11.9.10

musicalizá






Ramona se estaba desgarrando por dentro. Abría la boca y todo lo que salía era un débil gemido, casi imperceptible. Tenía el rostro empapado, cubierto de lágrimas y de dolor. Estaba arrodillada al borde de la cama.
Mariano, de pie a mi lado, la observaba en silencio, tapándose la boca con una mano. Respiraba haciendo mucho ruido. Y temblaba.
Pablo se había acuclillado junto a Ramona y le masajeaba la espalda con ternura. No me había mirado desde que había llegado.
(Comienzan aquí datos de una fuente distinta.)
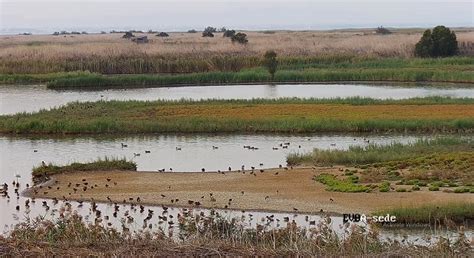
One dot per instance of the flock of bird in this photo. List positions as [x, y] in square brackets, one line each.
[133, 209]
[76, 189]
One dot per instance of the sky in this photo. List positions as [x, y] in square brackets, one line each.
[47, 16]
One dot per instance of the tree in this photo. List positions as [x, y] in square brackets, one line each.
[440, 42]
[240, 38]
[270, 62]
[424, 47]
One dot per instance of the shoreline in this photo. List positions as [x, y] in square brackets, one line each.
[391, 83]
[299, 192]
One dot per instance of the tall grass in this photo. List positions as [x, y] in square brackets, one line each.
[206, 235]
[338, 115]
[105, 164]
[373, 153]
[261, 76]
[433, 214]
[186, 53]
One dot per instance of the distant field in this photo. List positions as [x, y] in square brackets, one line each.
[189, 52]
[291, 115]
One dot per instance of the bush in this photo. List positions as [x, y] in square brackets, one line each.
[209, 32]
[240, 38]
[384, 186]
[383, 31]
[440, 42]
[229, 33]
[270, 62]
[128, 35]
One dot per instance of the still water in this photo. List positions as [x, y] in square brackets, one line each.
[18, 155]
[30, 98]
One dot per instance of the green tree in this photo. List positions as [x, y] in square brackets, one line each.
[424, 47]
[440, 42]
[270, 62]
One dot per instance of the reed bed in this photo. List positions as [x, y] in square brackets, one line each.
[459, 213]
[209, 235]
[186, 53]
[375, 153]
[261, 76]
[253, 116]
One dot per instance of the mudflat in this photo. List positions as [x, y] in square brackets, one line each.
[272, 190]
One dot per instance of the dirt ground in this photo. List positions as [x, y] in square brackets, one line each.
[272, 190]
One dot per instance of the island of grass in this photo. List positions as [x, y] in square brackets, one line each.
[45, 171]
[337, 187]
[431, 114]
[445, 164]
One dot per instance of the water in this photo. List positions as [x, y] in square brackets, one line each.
[18, 156]
[28, 98]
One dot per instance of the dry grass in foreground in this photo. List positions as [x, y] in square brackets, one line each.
[211, 236]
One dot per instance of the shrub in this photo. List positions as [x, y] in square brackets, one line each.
[240, 38]
[384, 187]
[383, 31]
[270, 62]
[440, 42]
[128, 35]
[229, 33]
[462, 190]
[209, 32]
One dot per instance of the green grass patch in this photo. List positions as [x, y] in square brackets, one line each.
[376, 154]
[252, 116]
[337, 185]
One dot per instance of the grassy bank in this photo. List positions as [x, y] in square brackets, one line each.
[292, 70]
[357, 155]
[287, 115]
[106, 164]
[433, 214]
[39, 78]
[209, 235]
[261, 76]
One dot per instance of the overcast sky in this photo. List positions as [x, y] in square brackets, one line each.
[95, 15]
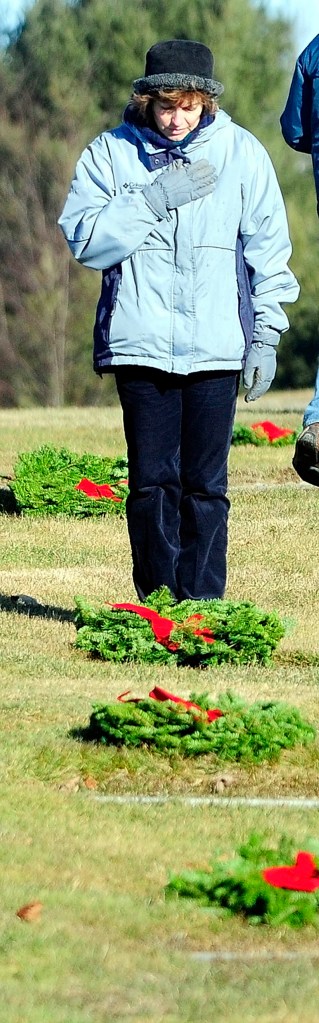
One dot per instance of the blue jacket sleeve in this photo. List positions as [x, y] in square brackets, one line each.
[297, 118]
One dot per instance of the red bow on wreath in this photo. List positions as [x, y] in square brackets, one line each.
[162, 695]
[163, 627]
[302, 877]
[272, 432]
[96, 490]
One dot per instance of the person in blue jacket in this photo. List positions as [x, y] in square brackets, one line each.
[182, 212]
[300, 125]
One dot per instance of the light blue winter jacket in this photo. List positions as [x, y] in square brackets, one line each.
[171, 294]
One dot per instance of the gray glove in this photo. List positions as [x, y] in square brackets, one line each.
[260, 369]
[180, 183]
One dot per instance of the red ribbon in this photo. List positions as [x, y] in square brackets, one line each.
[95, 490]
[273, 432]
[163, 627]
[302, 877]
[162, 695]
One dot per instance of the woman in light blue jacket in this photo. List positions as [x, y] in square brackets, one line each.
[166, 206]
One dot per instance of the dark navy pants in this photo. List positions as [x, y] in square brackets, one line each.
[178, 432]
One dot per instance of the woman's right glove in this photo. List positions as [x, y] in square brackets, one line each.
[180, 183]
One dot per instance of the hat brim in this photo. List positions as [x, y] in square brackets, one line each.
[191, 83]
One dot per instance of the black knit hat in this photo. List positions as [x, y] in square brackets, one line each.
[179, 63]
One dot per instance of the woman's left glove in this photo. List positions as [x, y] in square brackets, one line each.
[260, 368]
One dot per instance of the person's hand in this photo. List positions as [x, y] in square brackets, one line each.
[260, 369]
[180, 183]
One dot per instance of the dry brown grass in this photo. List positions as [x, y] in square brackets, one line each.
[107, 945]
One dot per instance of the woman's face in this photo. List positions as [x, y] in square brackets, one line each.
[176, 122]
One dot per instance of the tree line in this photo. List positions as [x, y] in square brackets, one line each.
[65, 75]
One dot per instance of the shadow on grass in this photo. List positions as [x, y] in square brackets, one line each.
[20, 604]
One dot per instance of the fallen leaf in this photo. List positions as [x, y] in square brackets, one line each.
[222, 782]
[72, 786]
[31, 912]
[90, 783]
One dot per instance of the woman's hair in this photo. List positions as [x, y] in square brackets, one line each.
[142, 104]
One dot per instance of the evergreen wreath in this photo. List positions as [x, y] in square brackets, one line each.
[46, 482]
[239, 885]
[261, 434]
[203, 632]
[242, 732]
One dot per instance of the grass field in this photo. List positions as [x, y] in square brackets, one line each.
[106, 945]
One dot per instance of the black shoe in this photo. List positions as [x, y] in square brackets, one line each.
[306, 457]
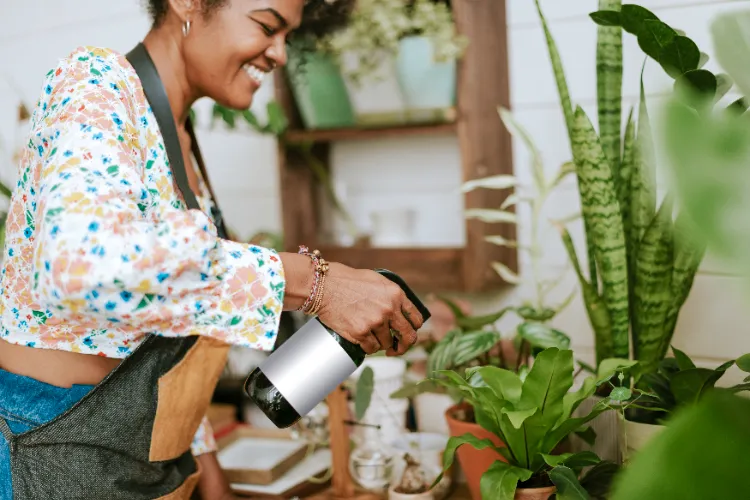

Yo estaba completamente agitada. No podía respirar, algo obstruía el paso del aire. Mi cuerpo daba grandes sacudidas repentinamente, como si intentara hacerme reaccionar de lo que sucedía. Y mis dientes parecían a punto de romperse por la presión de mi mandíbula. Pero ni una lágrima se había asomado.
Ya no me quedaban.
Lisandro entró a la habitación junto a Emanuel. Tenía la mirada perdida y el rostro pálido. Su postura, sus ojos, sus gestos, no expresaban nada. Se quedó a mi lado sin decir una palabra. Simplemente observando.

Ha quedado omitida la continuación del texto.